HomeHome
移住史ライブラリIndex | 移住年表 | 移住地図 | 参考資料

レジストロと輪湖俊午郎

木村 快

 伊藤さんの文章は、一九九五年、伊藤さんが八十九歳のとき書かれたもので、長野県人会創立三十五周年記念誌「信州人のあゆみ」に掲載されたものの原文である。アリアンサ移住地創設当時の様子を伝える貴重な記録なので転載させていただいた。なお、日本の読者のための注釈と小見出しはわたしがつけた。
 この文章の背景を多少書いておきたい。

 伊藤さん一家は一九一九年に、長野県から海外興業のレジストロ植民地に入植された。注釈でも簡単に説明してあるが、レジストロ植民地とは当時海外興業のイグアッペ植民地を構成する移住地で、イグアッペにはこのほかに桂植民地、セッテ・バラス、ジュキア、キロンボなどの植民地があった。
 この植民地は一九一三年(大正二年)に東京商工会議所の渋沢栄一らの出資を受けて設立されたブラジル拓殖会社(後のブラジル拓殖組合とは別)が開設したもので、日本移住史上、最初の計画的大移住地であった。これを企画し、自ら経営にあたったのは青柳郁太郎で、アメリカで新聞記者をしていた輪湖俊午郎がブラジルへの再移住を決意したのは、この青柳郁太郎の移住思想に共鳴したためであった。

 ところが一九一七年、日本政府の意向で、乱立する移民会社を国策の拓殖会社・海外興業株式会社に統合することになる。青柳郁太郎はこの統合に最後まで抵抗するが、結局は統合され、イグアッペ植民地の経営権も海外興業に握られることになる。このとき、松村貞雄総領事の要請によって輪湖俊午郎は海外興業の機関紙「伯剌西爾時報(ぶらじる・じほう)」の編集長に就任する。寄り合い所帯である海外興業の経営実態に不満を持ちながらも、輪湖は一九一八年(大正七年)、自ら移住者募集のため帰国。伊藤さんが長野県高遠町で輪湖の講演を聞いたというのはこのときのことである。

 翌一九一九年、輪湖は全国から集まった一三〇家族の移住者を引率してブラジルに戻るが、伊藤さん一家はこのときの移住である。しかし、輪湖はやがて海外興業の幹部と対立するようになり、伯剌西爾時報を辞任。そして日銭稼ぎに海外興業の道路造成の監督をしたりしていた。一九二〇年にブラジル訪問中の永田稠と出会った頃である。

 レジストロ在住の北島信氏の話によると、輪湖は同じく海外興業の経営政策に批判を持つ北島研三医師(北島氏の父君)や、のちに輪湖と行動をともにする北原地価造らとよく集まっては議論していたという。
 「アリアンサはレジストロにはじまる」と北島氏は言う。

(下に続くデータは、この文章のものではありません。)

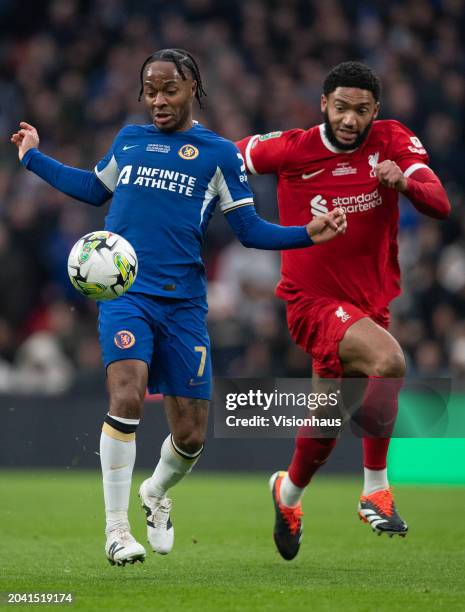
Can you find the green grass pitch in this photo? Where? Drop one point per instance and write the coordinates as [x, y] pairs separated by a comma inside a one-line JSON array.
[[224, 558]]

たしかに協同組合法式によるアリアンサ移住地の青写真は、青柳郁太郎の理想とは遠くかけ離れてしまったイグアッペ植民地経営の実態を下敷きにして考え出されたものであったようだ。

 アリアンサの建設は一九二三年(大正十三年)十一月から開始されるが、伊藤さんの文章にもあるように、レジストロ在住者の有形無形の協力があったようだ。このことは海外興業の幹部を激怒させたという。そして一九二四年の一月、二十才の伊藤さんがレジストロから輪湖に連れられてアリアンサ開拓に向かうことになる。